だが、柔道はまた、広く知られるところとなった暴力問題の申し立てや、過去数十年の日本の柔道界で起こった軍国主義的なトレーニングによる怪我、虐待のため、世間の厳しい目にさらされてもいる。1983年から2016年の間に日本の柔道界では121件の死亡事故が起きた。
また、性的暴行も問題になっている。2011年、2度オリンピックで金メダリストとなった内柴正人が、柔道部員の一人に性的暴行を加えたとして逮捕された。2013年、女子柔道選手15人が匿名で柔道界に蔓延する暴力行為やハラスメントを告発する文書を公表した。
「柔道が非常に危険だと思われてしまっているのは悲しいことだと思う。
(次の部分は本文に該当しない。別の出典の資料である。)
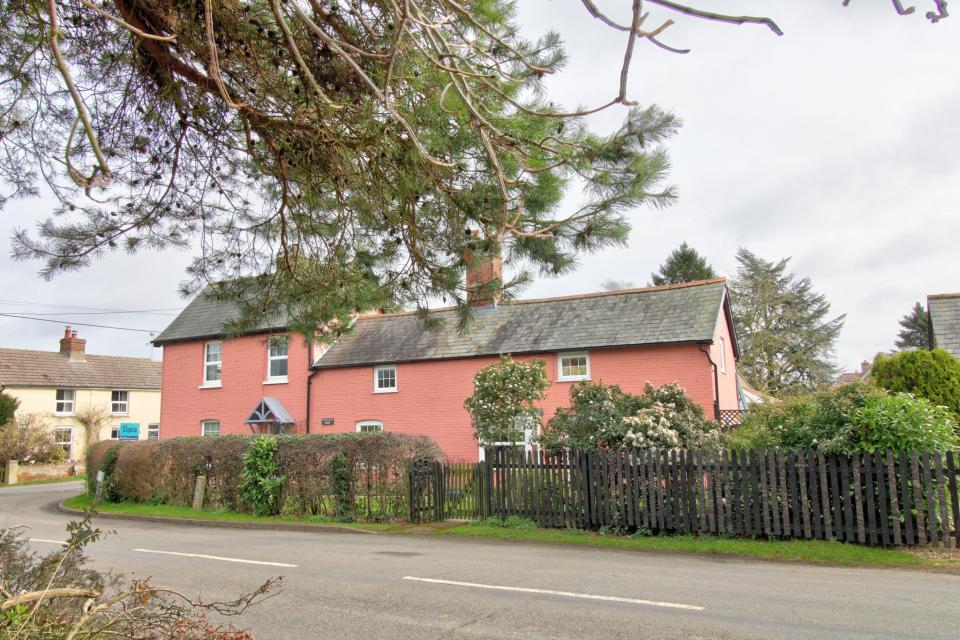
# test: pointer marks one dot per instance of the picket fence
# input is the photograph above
(883, 498)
日本の柔道界はこのことを真剣に受け止めなくてはならない」と、全日本柔道連盟会長の山下泰裕は語った。
日本の柔道界はこの数年間、状況の改善に注力していると主張するが、まだまだ道のりは遠い。
「問題はメッセージが草の根レベルまで届いていないことだ」
対戦相手の力を使って投げ技や寝技を決める柔道は、元来、文字どおりの「柔らかい道」を意味する。だが、これまでの日本の柔道界はその真逆をいっていると批判されている。
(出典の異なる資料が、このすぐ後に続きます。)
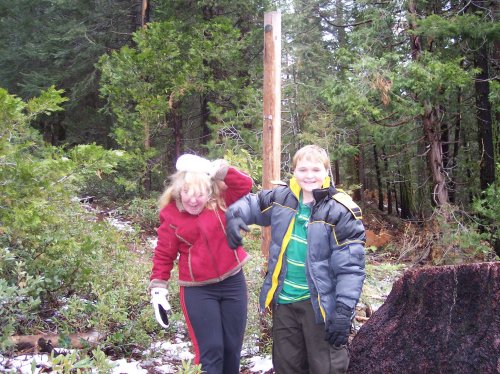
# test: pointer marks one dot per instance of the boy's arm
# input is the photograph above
(348, 265)
(348, 258)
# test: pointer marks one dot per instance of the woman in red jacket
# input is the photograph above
(213, 291)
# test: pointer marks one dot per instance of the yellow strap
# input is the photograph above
(346, 201)
(279, 264)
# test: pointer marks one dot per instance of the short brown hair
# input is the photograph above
(312, 153)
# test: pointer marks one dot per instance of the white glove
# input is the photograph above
(192, 163)
(160, 305)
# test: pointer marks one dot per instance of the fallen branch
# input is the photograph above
(44, 342)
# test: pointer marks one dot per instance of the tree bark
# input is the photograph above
(379, 180)
(484, 119)
(435, 154)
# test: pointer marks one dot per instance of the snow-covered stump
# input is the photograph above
(435, 320)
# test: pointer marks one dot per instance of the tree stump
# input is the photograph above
(435, 320)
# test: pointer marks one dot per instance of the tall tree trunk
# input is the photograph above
(205, 113)
(456, 147)
(435, 155)
(406, 196)
(387, 182)
(484, 119)
(379, 180)
(430, 121)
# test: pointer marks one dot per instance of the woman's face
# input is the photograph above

フランスや他国での柔道についての専門家、ミッシェル・ブルースは、これは非常に深刻な問題ですぐにでも改善策がとられなければ、「日本の柔道に未来はない」と考えている。
問題点の一つは、日本の柔道の指導者は柔道には長けていても若者の身体的及び心理的なニーズに応える術を知らないことだとブルースは言う。
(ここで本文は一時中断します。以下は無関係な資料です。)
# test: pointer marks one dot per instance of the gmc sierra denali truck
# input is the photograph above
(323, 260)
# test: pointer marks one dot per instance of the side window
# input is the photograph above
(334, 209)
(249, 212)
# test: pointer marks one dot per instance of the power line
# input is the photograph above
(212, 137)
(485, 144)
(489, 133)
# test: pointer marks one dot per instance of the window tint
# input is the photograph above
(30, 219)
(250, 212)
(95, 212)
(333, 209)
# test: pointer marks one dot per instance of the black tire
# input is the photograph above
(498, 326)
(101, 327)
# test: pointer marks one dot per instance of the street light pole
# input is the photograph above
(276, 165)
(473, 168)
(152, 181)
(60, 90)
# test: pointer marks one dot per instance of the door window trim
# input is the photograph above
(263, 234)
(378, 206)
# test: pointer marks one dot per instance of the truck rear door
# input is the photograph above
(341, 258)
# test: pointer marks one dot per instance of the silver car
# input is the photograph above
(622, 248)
現在は日本女子体育大学で教えており、フランスでも指導経験のあるオリンピック銀メダリストの溝口紀子は、フランスで学生たちから「ノリコ」と呼ばれたことを覚えている。日本の柔道界の厳格な階級主義の中では考えられないことだ。
日本では柔道を教わる生徒ははっきりとした声で「はい」とだけ答えるように言われ、目上の者を下の名前で呼ぶことはあり得ないと溝口は語る。
全国柔道事故被害者の会代表の小林恵子16年前、中学校の教師が体罰として柔道の絞め技と投げ技をかけたことで脳出血を起こし、重体となった。体罰の理由は、教師が勧めた運動部に力を入れる高校に行くことを拒否したからだった。
小林は、自分は柔道に反対しているのではない、柔道界での暴力行為に反対しているのだと強く語った。